How we eliminated almost all the Cumulative Layout Shift (CLS) from our website
At Bixoto we strive to have a fast and efficient website so our customers can buy their Christmas gifts even if they are outside on a 3G connection. One of our goal in the last months was to completely eliminate the layout shifts from all the pages, something that’s measured as the “Cumulative Layout Shift” score (CLS).
This issue is caused by pages that render content before they loaded all their resources (fonts, images, CSS) and don’t properly prepare the space for these resources, creating layout shifts when the browser loads these. A simple example would be some text with a large image above it: when you open the page on a bad connection, the text is quick to load, but a few seconds later the image loads and “pushes” the text down. To avoid this, one should leave the space for the image right from the beginning.
We did this on all pages, but we still had a small amount of CLS on some of them. In the end, we found the culprit: the font. We use a non-standard font on all pages, and this causes some shift between the time the page is first rendered and the font is fully loaded.
The first objective was to reduce the font to the bare minimum.

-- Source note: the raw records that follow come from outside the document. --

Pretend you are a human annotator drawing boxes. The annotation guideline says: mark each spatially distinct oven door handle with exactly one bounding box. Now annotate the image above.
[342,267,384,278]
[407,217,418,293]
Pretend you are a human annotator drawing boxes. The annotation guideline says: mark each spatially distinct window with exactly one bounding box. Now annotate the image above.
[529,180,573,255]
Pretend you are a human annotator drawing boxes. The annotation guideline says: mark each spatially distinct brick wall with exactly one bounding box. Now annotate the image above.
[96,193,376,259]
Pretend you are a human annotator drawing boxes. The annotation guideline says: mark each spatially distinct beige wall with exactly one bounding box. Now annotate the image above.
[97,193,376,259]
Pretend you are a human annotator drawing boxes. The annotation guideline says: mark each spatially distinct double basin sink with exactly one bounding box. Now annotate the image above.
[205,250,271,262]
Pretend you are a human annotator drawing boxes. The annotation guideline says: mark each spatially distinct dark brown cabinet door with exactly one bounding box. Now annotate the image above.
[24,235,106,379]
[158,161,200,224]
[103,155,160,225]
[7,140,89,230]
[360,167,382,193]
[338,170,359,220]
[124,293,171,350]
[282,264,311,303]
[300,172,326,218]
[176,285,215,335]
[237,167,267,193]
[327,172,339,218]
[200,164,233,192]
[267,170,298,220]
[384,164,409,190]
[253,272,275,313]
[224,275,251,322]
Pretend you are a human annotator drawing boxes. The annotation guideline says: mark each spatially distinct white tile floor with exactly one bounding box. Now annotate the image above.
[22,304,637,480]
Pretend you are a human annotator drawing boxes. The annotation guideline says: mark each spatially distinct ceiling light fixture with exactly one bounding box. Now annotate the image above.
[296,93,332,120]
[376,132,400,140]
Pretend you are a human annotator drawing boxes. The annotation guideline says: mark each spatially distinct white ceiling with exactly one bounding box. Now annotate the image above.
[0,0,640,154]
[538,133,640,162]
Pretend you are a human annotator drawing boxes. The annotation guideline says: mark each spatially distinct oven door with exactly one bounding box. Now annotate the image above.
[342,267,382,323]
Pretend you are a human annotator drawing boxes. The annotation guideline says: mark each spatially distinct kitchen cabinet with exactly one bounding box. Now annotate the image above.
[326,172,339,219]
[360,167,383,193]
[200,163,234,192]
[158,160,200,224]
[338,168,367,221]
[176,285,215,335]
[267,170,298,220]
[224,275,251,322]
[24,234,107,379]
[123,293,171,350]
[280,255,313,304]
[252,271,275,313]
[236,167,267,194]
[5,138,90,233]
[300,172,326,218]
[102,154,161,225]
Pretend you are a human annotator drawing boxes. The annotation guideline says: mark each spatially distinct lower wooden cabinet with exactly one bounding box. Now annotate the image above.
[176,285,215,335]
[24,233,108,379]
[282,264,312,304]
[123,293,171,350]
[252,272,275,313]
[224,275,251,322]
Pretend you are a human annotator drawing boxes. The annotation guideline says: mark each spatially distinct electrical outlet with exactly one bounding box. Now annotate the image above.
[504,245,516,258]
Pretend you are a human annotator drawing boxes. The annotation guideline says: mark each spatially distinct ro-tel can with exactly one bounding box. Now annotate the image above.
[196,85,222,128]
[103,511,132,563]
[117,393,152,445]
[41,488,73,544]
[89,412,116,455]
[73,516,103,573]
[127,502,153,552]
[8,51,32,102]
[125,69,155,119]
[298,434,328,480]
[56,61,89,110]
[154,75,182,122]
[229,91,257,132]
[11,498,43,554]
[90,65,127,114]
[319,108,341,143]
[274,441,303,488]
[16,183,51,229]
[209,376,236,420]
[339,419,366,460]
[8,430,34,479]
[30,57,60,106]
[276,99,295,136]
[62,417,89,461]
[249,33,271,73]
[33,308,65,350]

Since we sell only in Western Europe, we could remove some glyphs we don’t use from the font. Using fontcharlist
we were able to list all the characters supported by the font. To remove all characters except the one we are interested in (Latin and Latin-1 supplement characters), we used Fonttools’ pyftsubset
:
poetry run pyftsubset INPUT.woff2 \ --output-file=OUTPUT.woff \ --unicodes=U+0020-007F,U+00A0-00FF \ --with-zopfli
This reduced our font files by 3x! In addition to this, we declared the font files as resources to preload:
<link rel="preload" as="font" href="/fonts/….woff2" crossorigin>
These two optimizations reduced our CLS close to 0.000 on all pages.
If this is applicable to you, make sure the Unicode ranges you use to subset your font include all the characters you need. As everything, we validated this approach on our development instance before putting it in production.